Days later after getting back to DC, I put an ad in the Washington Post to try and sell the load I’d brought back. I’d picked up some really beautiful collectible quilts, one particularly unusual that had been quilted on one side with and old American flag with 24 stars, placing it’s age between 1822 to 1836. The ad for that really brought out the collectors. One of the first people to show up,the day the ad came out was a middle aged man who went straight to the star quilt. I had put what I thought at the time was a ridiculous price on it. In less than 30 seconds he said he’d take it. He continued to look around and saw the little antique framed photo I’d gotten from Ms Samuel in Kearney MO. “How much is this?” I told him the story and that it wasn’t for sale because of the nice old lady I’d bought it from and that I thought I’d hang on to it. “Can I make you an offer?” I was a student at the time and thought …..What the hell. “Sure ” I said. “I’ll give you $1000. for the photo and the iron bed”. “Sold” I said and immediately started regretting what I’d said.

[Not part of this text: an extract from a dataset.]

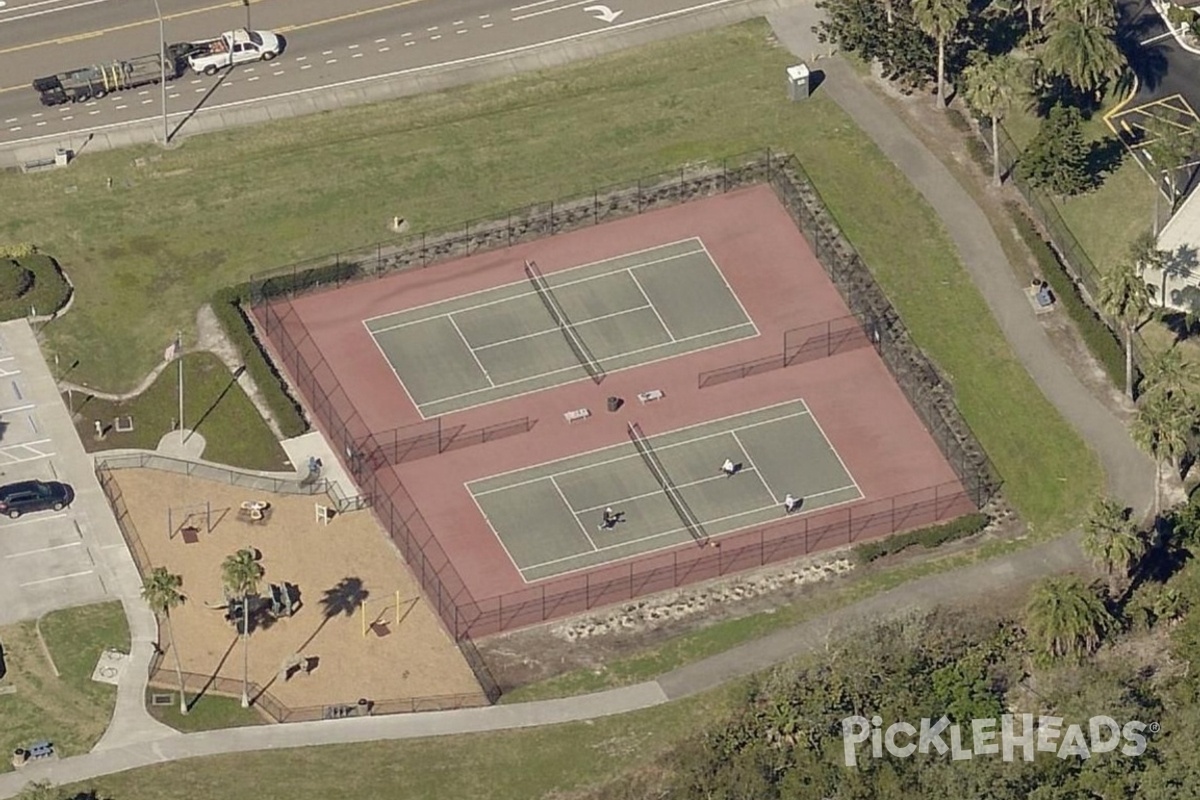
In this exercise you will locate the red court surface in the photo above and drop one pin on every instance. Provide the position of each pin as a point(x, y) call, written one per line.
point(773, 272)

He ended up being one of the dozens of curators that worked for and collected for the Smithsonian Museum in DC. “I believe the person in the rocking chair is Jesse James. He proceeded to tell me that Kearney MO was Jesse’s birthplace and that a Dr Ruben Samuel had been Jesse James third father. Seems as though the little old lady that sold me the bed had actually been a very distant relative of Dr. Ruben Samuel……the third husband of Jesse James’s mother. The curator proceeded to tell me there were only seven known photo’s of Jesse and that if this was, and he thought it was, a photo of Jesse………it was a real historic find. I felt sick the rest of the day thinking I probably had not only a bed that Jesse James had slept in……but an actual photo of him setting along side it.
The photo has never surfaced since that day and may still be buried in the archives of the Smithsonian somewhere.
The photo above is not the bed I’d gotten from Ms Samuel, but is one very much like it. The photo of Jesse is one of the seven know photo’s of him.